At puberty, testosterone leads to greater height and weight and bigger muscles for men — it’s the reason that sports are segregated by sex. In 2012, Sports Illustrated described the scenario of a transgender woman playing on a women’s team as “the third rail of the gender-equity debate.” Wilson’s predecessor, Karen Morrison, said at the time that it had not yet occurred in the NCAA.
It has occurred at lower levels, however. In 2012, Corey Cafferata, women’s basketball coach at Mission College, a two-year college in California, got a call from Gabrielle Ludwig, a 51-year-old transgender woman. Back in 1980, as Robert Ludwig, she had thrown down dunks while playing for a year on the men’s team at Nassau Community College, in New York.
Ludwig told Cafferata she had just had sex-reassignment surgery — and that she was 6-foot-5. “I said, ‘Hey, can you be here in 10 minutes?’ " Cafferata recalls.
‘It’s a convoluted system. That makes it very difficult for a transgender athlete to navigate the sports arena.’
The question of Ludwig’s eligibility landed on the desk of Carlyle Carter, executive director of the California Community College Athletic Association.
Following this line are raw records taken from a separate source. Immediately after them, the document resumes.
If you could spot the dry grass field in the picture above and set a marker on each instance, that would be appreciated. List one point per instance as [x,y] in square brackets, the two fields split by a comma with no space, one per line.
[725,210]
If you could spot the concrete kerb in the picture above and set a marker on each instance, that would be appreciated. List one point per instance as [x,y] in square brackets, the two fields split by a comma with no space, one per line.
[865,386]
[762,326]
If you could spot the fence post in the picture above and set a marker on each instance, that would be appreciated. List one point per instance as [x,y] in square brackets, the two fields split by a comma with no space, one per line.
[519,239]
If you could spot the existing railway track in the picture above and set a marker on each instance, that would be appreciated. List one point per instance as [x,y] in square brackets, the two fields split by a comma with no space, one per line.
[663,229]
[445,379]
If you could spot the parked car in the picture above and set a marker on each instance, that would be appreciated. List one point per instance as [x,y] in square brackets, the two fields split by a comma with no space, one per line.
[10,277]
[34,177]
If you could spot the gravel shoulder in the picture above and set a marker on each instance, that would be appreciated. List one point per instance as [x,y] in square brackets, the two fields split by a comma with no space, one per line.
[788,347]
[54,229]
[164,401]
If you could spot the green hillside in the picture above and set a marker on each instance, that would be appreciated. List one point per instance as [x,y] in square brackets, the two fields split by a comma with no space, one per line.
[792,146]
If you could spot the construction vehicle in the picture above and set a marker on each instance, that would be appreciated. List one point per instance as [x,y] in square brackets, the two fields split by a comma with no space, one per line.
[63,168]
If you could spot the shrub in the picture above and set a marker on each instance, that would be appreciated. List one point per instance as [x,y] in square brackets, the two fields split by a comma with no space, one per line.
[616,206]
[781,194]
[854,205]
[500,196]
With no formal transgender policy to consult, he defaulted to one that he thought would hold up in court: Gender would be determined by what was listed on an athlete’s birth certificate. Ludwig grudgingly paid $600 for a new birth certificate and sat out the first eight games of the 2012-13 season while waiting for it to arrive.
The team rallied around Ludwig from the first day. She started slowly, but during her second and final season averaged 18 points and 20 rebounds per game, and was named first-team all-conference.
Those stats drew the attention of a few NCAA Division I coaches, says Cafferata, but they lost interest when they learned the full story. “Is that the you-know-who?” Cafferata recalls another coach asking. “OK, we’re not interested.”
Discrimination remains a real threat for transgender athletes. “On the Team,” the 2010 report by the lesbian-rights center, emphasizes equal opportunity, the value of diversity, and the benefits that sports provide to students who be may be struggling emotionally during adolescence.
“For a transgender student-athlete, playing sports gives them a real anchor,” says Carroll, the report’s co-author.
But some transgender athletes say the policies and reports focusing on participation don’t tell the full story. For example, the NCAA’s policy encourages teams to provide private changing and showering facilities “when requested by a transgender student-athlete.” But Ludwig, a scientist at a pharmaceutical company, says her teammates felt that any policy should pay just as much attention to their needs.
They told her they were happy to share a locker room with her, since she’d had the full surgery — but that they wouldn’t have felt the same way if she still had a penis. Ludwig, who now serves the team as a volunteer coach, says she understands players’ concerns. “There is no woman alive who wouldn’t feel uncomfortable with that,” Ludwig says.
Transgender athletes also worry that the more-inclusive policies may give an unfair advantage to some athletes. Ludwig says the NCAA should rigorously monitor testosterone suppression for transgender women who haven’t gone through sex-reassignment surgery. The NCAA policy says that “ongoing monitoring” of testosterone suppression is required, but it doesn’t spell out how the monitoring should work.
“Would you quit taking the suppressants to gain an advantage before a big game?” Ludwig says. “Most everybody is on the up and up, but there need to be checks and balances in place.”